India-based corporations generally have low direct exposure to US tariffs, but sectors that are currently unaffected, including pharmaceuticals, could be hit by further US tariff announcements. A US-India trade deal, if secured, would reduce these risks, the agency said in a statement.
The United States (US) imposed 25 per cent reciprocal tariffs on India with effect from August 7 and an additional 25 per cent in connection with its oil imports from Russia, effective August 27. The US delegation was slated to visit India next week for negotiations on a trade deal, but it has been postponed without any announcement on new dates.
The US is a key export destination for Indian pharmaceutical companies.

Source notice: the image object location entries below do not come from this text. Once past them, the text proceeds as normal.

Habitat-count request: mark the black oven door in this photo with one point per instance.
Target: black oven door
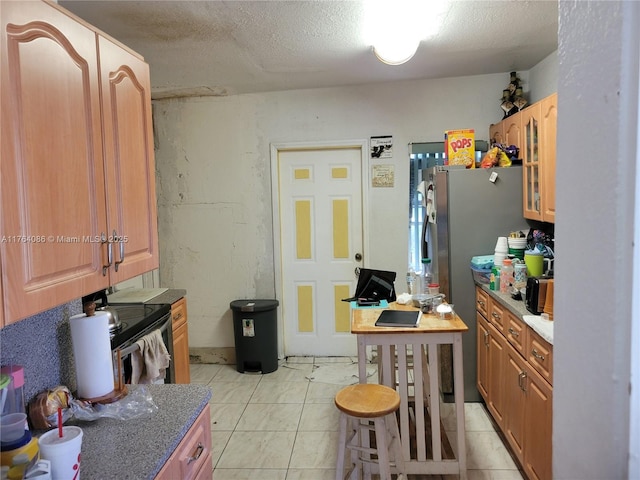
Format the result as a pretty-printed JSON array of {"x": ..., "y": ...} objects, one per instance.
[{"x": 165, "y": 326}]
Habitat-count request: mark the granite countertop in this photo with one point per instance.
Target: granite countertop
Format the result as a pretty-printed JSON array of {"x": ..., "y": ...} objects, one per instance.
[
  {"x": 138, "y": 449},
  {"x": 170, "y": 296},
  {"x": 544, "y": 328}
]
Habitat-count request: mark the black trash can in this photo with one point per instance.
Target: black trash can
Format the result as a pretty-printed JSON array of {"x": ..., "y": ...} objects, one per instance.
[{"x": 256, "y": 335}]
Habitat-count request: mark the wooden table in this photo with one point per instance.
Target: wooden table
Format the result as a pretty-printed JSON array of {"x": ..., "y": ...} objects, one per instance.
[{"x": 416, "y": 350}]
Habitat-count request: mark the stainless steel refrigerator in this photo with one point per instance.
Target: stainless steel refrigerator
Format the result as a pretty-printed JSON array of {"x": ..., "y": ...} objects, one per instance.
[{"x": 473, "y": 207}]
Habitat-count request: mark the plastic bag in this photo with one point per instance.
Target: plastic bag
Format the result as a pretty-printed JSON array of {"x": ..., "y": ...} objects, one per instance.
[
  {"x": 490, "y": 158},
  {"x": 137, "y": 403},
  {"x": 496, "y": 157}
]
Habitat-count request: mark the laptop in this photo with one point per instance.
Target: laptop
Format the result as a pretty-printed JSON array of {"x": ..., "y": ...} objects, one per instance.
[{"x": 374, "y": 285}]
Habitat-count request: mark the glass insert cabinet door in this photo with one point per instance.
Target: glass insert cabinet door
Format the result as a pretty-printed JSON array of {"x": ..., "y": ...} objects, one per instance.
[{"x": 531, "y": 162}]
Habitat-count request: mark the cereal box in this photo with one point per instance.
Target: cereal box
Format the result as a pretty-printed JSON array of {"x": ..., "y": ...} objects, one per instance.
[{"x": 459, "y": 148}]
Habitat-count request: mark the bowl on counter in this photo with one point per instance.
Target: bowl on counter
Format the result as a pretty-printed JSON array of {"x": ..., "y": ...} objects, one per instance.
[{"x": 12, "y": 427}]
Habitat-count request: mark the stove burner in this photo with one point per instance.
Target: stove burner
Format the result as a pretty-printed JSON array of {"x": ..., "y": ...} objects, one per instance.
[{"x": 134, "y": 318}]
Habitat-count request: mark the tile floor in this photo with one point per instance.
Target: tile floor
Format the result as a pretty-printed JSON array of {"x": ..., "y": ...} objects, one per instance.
[{"x": 282, "y": 426}]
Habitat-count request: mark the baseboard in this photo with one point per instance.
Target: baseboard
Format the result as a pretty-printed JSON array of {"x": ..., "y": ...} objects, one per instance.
[{"x": 215, "y": 355}]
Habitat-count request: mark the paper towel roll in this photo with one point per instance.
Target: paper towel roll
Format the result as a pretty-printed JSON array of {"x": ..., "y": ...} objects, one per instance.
[{"x": 92, "y": 352}]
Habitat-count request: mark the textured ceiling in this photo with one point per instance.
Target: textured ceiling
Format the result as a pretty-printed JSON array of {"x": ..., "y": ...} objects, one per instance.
[{"x": 231, "y": 47}]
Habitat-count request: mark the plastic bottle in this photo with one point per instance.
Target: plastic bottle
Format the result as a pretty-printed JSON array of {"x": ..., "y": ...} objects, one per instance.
[
  {"x": 506, "y": 275},
  {"x": 494, "y": 279},
  {"x": 427, "y": 276},
  {"x": 410, "y": 281}
]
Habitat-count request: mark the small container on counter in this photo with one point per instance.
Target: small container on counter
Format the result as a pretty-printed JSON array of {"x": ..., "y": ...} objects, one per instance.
[{"x": 506, "y": 276}]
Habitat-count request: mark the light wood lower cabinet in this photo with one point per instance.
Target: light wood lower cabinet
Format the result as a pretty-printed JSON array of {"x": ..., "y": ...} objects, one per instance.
[
  {"x": 191, "y": 460},
  {"x": 515, "y": 380},
  {"x": 491, "y": 346},
  {"x": 180, "y": 341}
]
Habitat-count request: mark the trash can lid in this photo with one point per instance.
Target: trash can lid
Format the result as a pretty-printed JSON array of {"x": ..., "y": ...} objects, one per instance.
[{"x": 253, "y": 305}]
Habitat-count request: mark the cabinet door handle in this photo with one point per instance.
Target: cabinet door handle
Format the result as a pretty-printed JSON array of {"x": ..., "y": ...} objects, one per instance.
[
  {"x": 197, "y": 453},
  {"x": 121, "y": 242},
  {"x": 521, "y": 380},
  {"x": 103, "y": 240},
  {"x": 535, "y": 353}
]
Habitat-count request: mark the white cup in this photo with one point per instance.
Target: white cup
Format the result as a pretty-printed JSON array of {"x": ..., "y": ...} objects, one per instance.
[
  {"x": 63, "y": 452},
  {"x": 502, "y": 246}
]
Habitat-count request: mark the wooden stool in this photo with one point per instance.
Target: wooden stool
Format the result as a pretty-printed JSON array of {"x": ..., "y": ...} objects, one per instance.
[{"x": 359, "y": 404}]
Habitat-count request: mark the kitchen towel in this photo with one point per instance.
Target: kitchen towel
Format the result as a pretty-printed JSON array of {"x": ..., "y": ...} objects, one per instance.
[
  {"x": 150, "y": 362},
  {"x": 92, "y": 353}
]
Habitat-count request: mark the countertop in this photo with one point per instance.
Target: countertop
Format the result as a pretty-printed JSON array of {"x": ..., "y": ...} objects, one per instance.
[
  {"x": 137, "y": 449},
  {"x": 518, "y": 308},
  {"x": 364, "y": 319},
  {"x": 171, "y": 296}
]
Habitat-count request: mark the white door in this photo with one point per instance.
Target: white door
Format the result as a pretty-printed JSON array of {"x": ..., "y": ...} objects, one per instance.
[{"x": 318, "y": 219}]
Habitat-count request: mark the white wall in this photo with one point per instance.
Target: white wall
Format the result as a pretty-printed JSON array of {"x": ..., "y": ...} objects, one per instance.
[
  {"x": 543, "y": 78},
  {"x": 214, "y": 188},
  {"x": 596, "y": 162}
]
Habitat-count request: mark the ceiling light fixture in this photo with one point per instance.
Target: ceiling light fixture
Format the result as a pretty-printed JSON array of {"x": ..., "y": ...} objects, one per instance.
[{"x": 396, "y": 28}]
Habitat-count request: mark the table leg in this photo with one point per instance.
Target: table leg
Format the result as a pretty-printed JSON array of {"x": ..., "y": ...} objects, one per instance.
[
  {"x": 434, "y": 401},
  {"x": 459, "y": 400},
  {"x": 362, "y": 360}
]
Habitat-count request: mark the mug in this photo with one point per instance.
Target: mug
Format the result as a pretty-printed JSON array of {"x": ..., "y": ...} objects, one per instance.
[{"x": 535, "y": 263}]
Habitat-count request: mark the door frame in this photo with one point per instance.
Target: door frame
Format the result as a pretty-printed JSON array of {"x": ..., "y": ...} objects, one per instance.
[{"x": 276, "y": 148}]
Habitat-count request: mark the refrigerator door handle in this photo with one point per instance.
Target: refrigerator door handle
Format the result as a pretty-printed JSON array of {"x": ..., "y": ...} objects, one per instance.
[{"x": 424, "y": 244}]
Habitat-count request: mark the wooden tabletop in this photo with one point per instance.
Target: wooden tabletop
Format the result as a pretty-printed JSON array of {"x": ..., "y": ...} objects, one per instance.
[{"x": 363, "y": 321}]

Biosimilars-focused Biocon Biologics Limited derives around 40 per cent of its sales from the US, mostly from production sites in India and Malaysia.
Significant US tariffs on pharmaceutical products are not yet factored into the rating base case and could pose downside risks to its operating performance. The competitive industry landscape could limit Biocon’s ability to pass on higher costs, despite the non-discretionary demand for its products, it added.

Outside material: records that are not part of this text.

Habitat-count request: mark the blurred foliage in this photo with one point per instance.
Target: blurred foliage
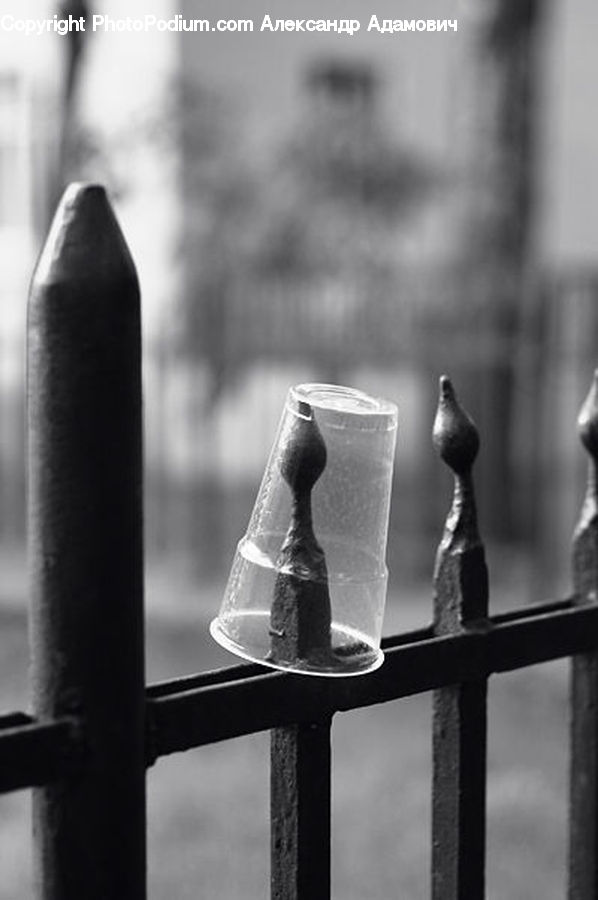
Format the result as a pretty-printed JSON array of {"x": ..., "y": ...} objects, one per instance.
[{"x": 317, "y": 209}]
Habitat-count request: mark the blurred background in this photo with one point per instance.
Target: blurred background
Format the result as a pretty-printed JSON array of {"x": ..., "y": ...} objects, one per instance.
[{"x": 372, "y": 210}]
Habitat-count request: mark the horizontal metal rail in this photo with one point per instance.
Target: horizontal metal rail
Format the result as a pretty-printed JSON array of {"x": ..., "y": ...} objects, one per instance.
[{"x": 202, "y": 709}]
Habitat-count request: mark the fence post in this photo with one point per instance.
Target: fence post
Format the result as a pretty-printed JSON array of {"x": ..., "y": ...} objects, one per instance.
[
  {"x": 583, "y": 813},
  {"x": 459, "y": 724},
  {"x": 85, "y": 546}
]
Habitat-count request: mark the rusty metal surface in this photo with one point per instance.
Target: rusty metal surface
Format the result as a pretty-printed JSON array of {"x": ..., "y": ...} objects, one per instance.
[
  {"x": 459, "y": 719},
  {"x": 34, "y": 753},
  {"x": 85, "y": 549},
  {"x": 583, "y": 812},
  {"x": 301, "y": 615},
  {"x": 300, "y": 812}
]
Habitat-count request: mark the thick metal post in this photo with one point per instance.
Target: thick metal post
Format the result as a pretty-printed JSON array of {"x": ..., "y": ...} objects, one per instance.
[
  {"x": 459, "y": 726},
  {"x": 583, "y": 812},
  {"x": 85, "y": 549}
]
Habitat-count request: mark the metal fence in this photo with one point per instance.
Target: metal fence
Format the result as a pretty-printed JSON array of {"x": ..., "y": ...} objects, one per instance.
[{"x": 96, "y": 726}]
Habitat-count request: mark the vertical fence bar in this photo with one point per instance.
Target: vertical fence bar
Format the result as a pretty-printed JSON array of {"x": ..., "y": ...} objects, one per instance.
[
  {"x": 300, "y": 812},
  {"x": 459, "y": 723},
  {"x": 583, "y": 812},
  {"x": 85, "y": 534}
]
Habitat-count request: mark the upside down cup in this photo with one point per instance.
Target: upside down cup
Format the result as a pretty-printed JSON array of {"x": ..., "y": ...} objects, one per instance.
[{"x": 307, "y": 586}]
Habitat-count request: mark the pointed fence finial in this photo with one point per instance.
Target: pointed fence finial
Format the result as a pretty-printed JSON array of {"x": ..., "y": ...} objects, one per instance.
[
  {"x": 585, "y": 538},
  {"x": 455, "y": 435},
  {"x": 460, "y": 576}
]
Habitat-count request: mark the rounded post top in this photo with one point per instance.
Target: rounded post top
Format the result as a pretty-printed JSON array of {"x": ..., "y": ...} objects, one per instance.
[
  {"x": 85, "y": 242},
  {"x": 587, "y": 421},
  {"x": 455, "y": 435}
]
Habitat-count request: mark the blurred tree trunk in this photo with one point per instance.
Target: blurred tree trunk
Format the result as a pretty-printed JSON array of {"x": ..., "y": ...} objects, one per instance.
[
  {"x": 500, "y": 133},
  {"x": 74, "y": 44}
]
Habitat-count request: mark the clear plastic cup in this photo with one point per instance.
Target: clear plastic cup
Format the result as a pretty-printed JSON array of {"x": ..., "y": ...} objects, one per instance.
[{"x": 307, "y": 587}]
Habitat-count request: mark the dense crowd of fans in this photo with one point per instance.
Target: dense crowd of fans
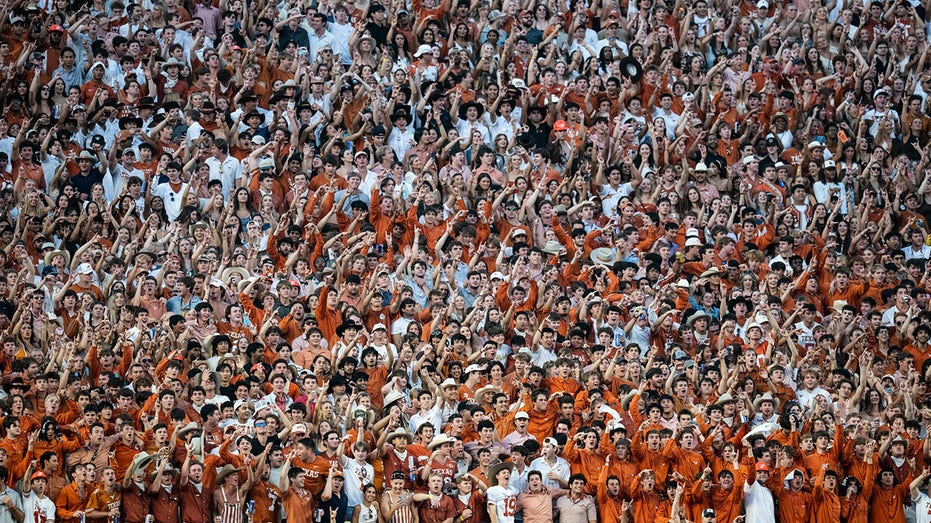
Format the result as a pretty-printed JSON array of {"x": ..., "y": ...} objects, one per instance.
[{"x": 401, "y": 261}]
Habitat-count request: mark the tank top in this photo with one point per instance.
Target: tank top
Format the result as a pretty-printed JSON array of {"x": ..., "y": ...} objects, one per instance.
[
  {"x": 231, "y": 512},
  {"x": 369, "y": 514},
  {"x": 404, "y": 514}
]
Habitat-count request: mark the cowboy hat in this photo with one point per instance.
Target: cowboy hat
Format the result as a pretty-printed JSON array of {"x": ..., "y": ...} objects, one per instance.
[
  {"x": 631, "y": 68},
  {"x": 243, "y": 274},
  {"x": 141, "y": 461},
  {"x": 399, "y": 433},
  {"x": 695, "y": 317},
  {"x": 49, "y": 256},
  {"x": 241, "y": 286},
  {"x": 603, "y": 256},
  {"x": 495, "y": 469},
  {"x": 468, "y": 105},
  {"x": 625, "y": 402},
  {"x": 392, "y": 397},
  {"x": 190, "y": 427},
  {"x": 438, "y": 440},
  {"x": 224, "y": 472},
  {"x": 765, "y": 397},
  {"x": 839, "y": 305},
  {"x": 725, "y": 399},
  {"x": 486, "y": 389},
  {"x": 552, "y": 247}
]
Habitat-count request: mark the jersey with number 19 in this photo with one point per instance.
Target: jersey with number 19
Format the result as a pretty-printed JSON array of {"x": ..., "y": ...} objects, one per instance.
[{"x": 505, "y": 502}]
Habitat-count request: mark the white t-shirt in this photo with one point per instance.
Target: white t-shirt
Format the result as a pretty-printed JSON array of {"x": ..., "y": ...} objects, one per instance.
[
  {"x": 922, "y": 508},
  {"x": 505, "y": 501},
  {"x": 37, "y": 510},
  {"x": 356, "y": 475},
  {"x": 758, "y": 503},
  {"x": 561, "y": 467}
]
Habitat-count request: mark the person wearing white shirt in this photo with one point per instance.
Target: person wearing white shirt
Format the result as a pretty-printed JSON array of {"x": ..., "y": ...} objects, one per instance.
[
  {"x": 810, "y": 390},
  {"x": 555, "y": 470},
  {"x": 665, "y": 112},
  {"x": 171, "y": 191},
  {"x": 921, "y": 499},
  {"x": 37, "y": 507},
  {"x": 224, "y": 167},
  {"x": 758, "y": 499},
  {"x": 402, "y": 135},
  {"x": 357, "y": 471},
  {"x": 507, "y": 119},
  {"x": 341, "y": 26},
  {"x": 917, "y": 247}
]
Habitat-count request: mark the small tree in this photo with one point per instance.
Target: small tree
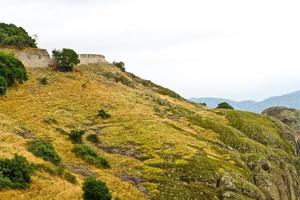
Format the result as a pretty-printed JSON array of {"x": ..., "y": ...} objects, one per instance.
[
  {"x": 94, "y": 189},
  {"x": 120, "y": 65},
  {"x": 65, "y": 59},
  {"x": 225, "y": 105}
]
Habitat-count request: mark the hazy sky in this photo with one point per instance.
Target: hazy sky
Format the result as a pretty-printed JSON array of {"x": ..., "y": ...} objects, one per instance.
[{"x": 240, "y": 49}]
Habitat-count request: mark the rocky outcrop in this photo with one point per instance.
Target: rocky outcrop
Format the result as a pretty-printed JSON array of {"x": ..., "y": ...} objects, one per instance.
[{"x": 289, "y": 116}]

Referring to the tariffs slapped for Russian oil imports, Fitch said Russian crude accounts for about 30-40 per cent of crude imports for Indian oil marketing companies (OMCs), with its discounted price supporting their earnings before interest, taxes, depreciation, and amortisation (Ebitda) and profitability. Our base case is that the Indian government will not limit purchases of Russian crude by oil marketing companies. If these were curtailed, it would hurt OMCs’ Ebitda, but we estimate that the Ebitda impact would be around 10 per cent in the case of a full halt.
The support-driven OMCs’ Issuer Default Ratings, such as those of Bharat Petroleum, Indian Oil, and Hindustan Petroleum would be unaffected under this scenario. HPCL-Mittal Energy Ltd, however, has a lower rating buffer and its credit profile could be more vulnerable to a sharp deterioration in earnings that could hinder its deleveraging prospects, Fitch said.
India’s direct automotive exports to the US, including parts, are limited. The US accounts for close to 20 per cent of sales for auto supplier Samvardhana Motherson International Ltd (SAMIL), but mostly from production bases in the US, or those in Mexico that benefit from tariff exemptions under the United States-Mexico-Canada Agreement. Fitch had revised the outlook for SAMIL to ‘stable’ from ‘positive’ in May, reflecting the agency’s expectation that a weakened global auto sector outlook amid tariff-related uncertainty would limit further improvement in SAMIL's financial leverage, it added.